Gefährliche Keime

UN beschließt Kampf gegen Antibiotikaresistenz

Am Mittwoch hat die UN-Generalversammlung in New York erstmals über das Problem der multiresistenten Keime diskutiert. Vertreter von 60 Regierungen nahmen teil, zudem Dutzende Gesandte von Pharmafirmen, Forschungsinstitutionen und Nichtregierungsorganisationen. In den kommenden zwei Jahren sollen konkrete Vorschläge erarbeitet werden.

von Hristio Boytchev

Antibiotika (Collage): UN will neue Forschungsansätze finanzieren

Antibiotika (Collage): UN will neue Forschungsansätze finanzieren© Ivo Mayr

Am Ende hat die Versammlung eine gemeinsame Erklärung verabschiedet.
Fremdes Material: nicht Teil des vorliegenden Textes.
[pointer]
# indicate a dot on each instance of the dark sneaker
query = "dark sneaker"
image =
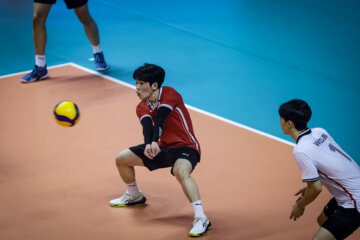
(100, 64)
(128, 200)
(38, 73)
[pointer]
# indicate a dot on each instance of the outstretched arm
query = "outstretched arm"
(308, 194)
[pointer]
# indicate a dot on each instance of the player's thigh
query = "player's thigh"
(128, 158)
(41, 10)
(182, 167)
(83, 14)
(321, 218)
(323, 234)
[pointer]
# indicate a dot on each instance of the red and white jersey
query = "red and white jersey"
(320, 157)
(178, 130)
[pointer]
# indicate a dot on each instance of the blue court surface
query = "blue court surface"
(237, 59)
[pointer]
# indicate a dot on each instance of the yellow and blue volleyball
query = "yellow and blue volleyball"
(66, 113)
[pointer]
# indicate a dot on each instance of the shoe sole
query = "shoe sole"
(201, 234)
(102, 69)
(130, 204)
(35, 79)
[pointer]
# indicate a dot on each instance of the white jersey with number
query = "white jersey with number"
(319, 157)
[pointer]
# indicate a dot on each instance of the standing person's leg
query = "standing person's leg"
(41, 12)
(125, 162)
(92, 33)
(182, 170)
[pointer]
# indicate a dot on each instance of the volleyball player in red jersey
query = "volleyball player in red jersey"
(169, 141)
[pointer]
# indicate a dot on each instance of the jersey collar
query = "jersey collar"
(306, 132)
(157, 101)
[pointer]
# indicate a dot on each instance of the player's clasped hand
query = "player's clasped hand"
(298, 211)
(152, 150)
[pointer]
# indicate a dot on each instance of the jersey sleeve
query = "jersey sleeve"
(170, 98)
(141, 112)
(307, 167)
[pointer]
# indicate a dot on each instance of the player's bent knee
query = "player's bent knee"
(39, 18)
(181, 174)
(121, 159)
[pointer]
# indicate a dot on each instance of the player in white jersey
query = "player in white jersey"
(322, 161)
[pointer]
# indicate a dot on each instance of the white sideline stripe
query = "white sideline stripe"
(28, 71)
(188, 106)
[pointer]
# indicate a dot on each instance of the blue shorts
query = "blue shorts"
(167, 157)
(341, 222)
(69, 3)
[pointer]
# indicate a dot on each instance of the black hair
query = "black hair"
(297, 111)
(150, 73)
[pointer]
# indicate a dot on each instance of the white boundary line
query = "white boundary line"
(188, 106)
(24, 72)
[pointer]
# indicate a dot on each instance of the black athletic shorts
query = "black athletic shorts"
(341, 222)
(167, 157)
(69, 3)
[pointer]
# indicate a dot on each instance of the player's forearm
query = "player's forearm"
(161, 115)
(147, 129)
(312, 191)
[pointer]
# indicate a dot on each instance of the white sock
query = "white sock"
(132, 188)
(40, 60)
(198, 210)
(96, 49)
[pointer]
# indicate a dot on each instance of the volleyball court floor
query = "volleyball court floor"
(56, 182)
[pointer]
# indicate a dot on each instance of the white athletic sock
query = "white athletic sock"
(198, 210)
(40, 60)
(96, 49)
(132, 188)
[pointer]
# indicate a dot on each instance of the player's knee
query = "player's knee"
(120, 159)
(180, 174)
(39, 18)
(85, 19)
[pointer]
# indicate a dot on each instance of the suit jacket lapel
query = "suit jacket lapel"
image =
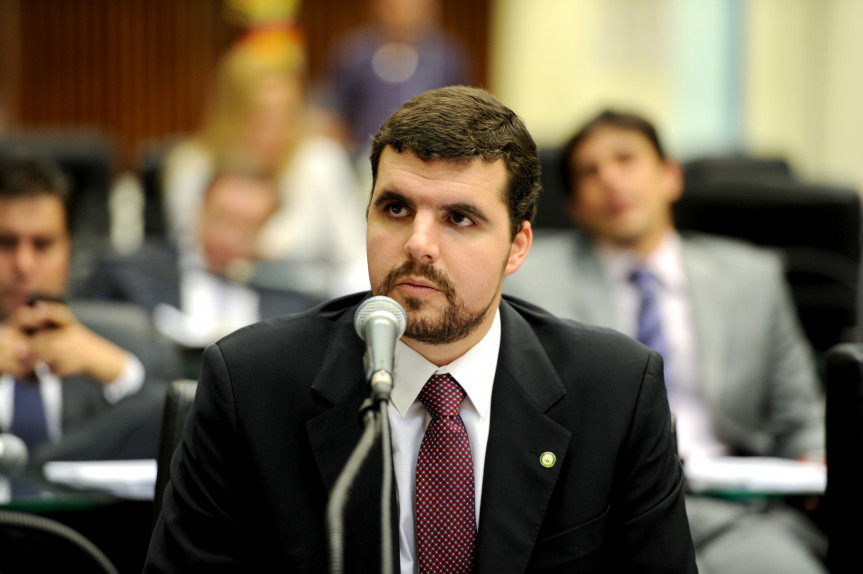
(516, 486)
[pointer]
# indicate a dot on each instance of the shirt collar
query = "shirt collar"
(474, 371)
(664, 262)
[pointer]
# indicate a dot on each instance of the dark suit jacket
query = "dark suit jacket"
(94, 429)
(151, 275)
(275, 419)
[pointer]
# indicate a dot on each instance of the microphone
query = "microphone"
(13, 454)
(380, 321)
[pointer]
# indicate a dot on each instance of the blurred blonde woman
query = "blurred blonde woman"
(256, 118)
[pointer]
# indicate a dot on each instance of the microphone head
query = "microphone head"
(13, 454)
(380, 304)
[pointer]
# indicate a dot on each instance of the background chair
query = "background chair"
(815, 228)
(843, 499)
(178, 401)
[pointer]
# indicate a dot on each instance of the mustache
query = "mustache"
(430, 272)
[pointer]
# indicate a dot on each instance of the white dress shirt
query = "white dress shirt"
(474, 371)
(695, 434)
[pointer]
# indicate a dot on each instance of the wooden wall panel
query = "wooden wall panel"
(140, 69)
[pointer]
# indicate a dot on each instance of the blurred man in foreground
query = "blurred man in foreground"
(71, 389)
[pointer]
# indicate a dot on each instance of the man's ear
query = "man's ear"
(519, 248)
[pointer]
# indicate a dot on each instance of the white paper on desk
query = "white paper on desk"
(765, 475)
(135, 479)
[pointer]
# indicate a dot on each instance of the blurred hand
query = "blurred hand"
(67, 347)
(16, 357)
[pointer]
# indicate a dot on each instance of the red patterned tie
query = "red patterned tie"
(445, 517)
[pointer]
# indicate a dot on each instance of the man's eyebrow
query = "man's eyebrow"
(387, 196)
(467, 209)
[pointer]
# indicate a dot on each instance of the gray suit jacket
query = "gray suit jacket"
(756, 368)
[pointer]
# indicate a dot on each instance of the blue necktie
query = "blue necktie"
(649, 322)
(28, 416)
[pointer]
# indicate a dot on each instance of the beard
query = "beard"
(455, 322)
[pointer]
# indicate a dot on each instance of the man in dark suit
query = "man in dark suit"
(201, 292)
(571, 463)
(81, 381)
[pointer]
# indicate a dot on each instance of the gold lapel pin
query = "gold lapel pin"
(547, 459)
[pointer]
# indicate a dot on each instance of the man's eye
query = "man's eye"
(462, 220)
(585, 172)
(396, 210)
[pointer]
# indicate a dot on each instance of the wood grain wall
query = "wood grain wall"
(140, 69)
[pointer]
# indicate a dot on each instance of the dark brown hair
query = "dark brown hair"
(459, 123)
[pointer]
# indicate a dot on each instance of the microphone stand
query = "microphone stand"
(374, 419)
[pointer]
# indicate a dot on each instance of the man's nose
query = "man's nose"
(422, 244)
(25, 258)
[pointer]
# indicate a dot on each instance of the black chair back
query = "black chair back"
(843, 499)
(178, 402)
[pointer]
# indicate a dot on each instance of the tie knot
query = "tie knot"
(644, 280)
(442, 396)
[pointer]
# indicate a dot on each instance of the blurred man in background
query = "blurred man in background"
(740, 374)
(78, 381)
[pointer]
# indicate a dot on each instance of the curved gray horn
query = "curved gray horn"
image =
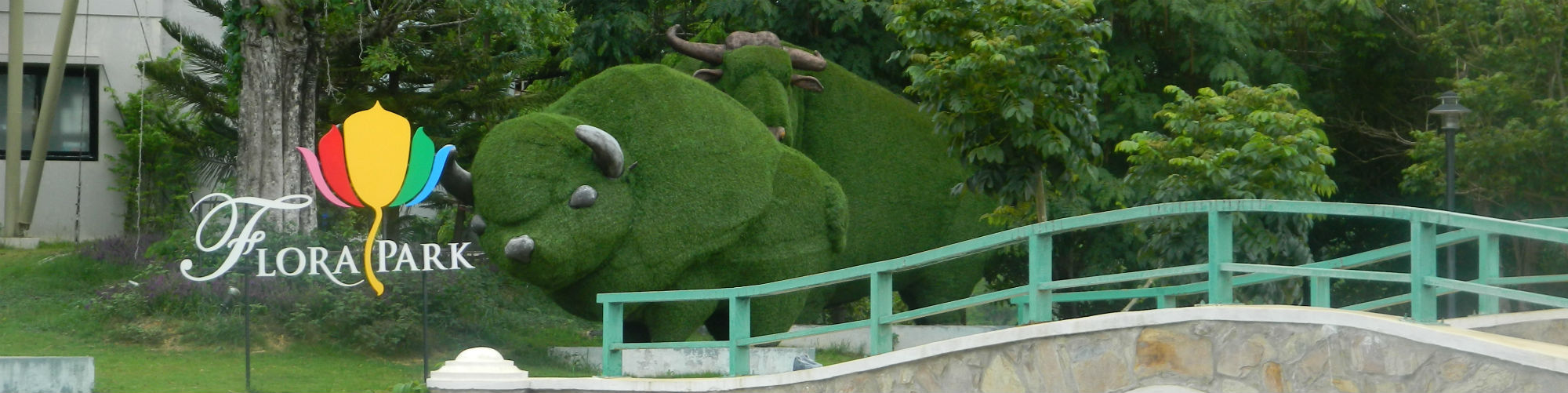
(477, 225)
(520, 249)
(700, 51)
(606, 151)
(808, 62)
(459, 181)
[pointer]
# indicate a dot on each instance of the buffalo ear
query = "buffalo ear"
(807, 82)
(710, 75)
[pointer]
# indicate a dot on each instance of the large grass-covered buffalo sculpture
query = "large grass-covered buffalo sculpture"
(644, 178)
(895, 169)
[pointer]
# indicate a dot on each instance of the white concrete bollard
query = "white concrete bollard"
(479, 368)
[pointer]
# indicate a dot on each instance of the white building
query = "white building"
(76, 200)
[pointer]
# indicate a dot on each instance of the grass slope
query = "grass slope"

Darin steht, dass zentrale Errungenschaften des 20. Jahrhunderts durch Antibiotikaresistenzen in Frage gestellt werden könnten. Dass gerade die Schwächsten – Schwangere, Neugeborene, chronisch Kranke – am stärksten leiden würden, sollten sich multiresistente Keime weiter ausbreiten.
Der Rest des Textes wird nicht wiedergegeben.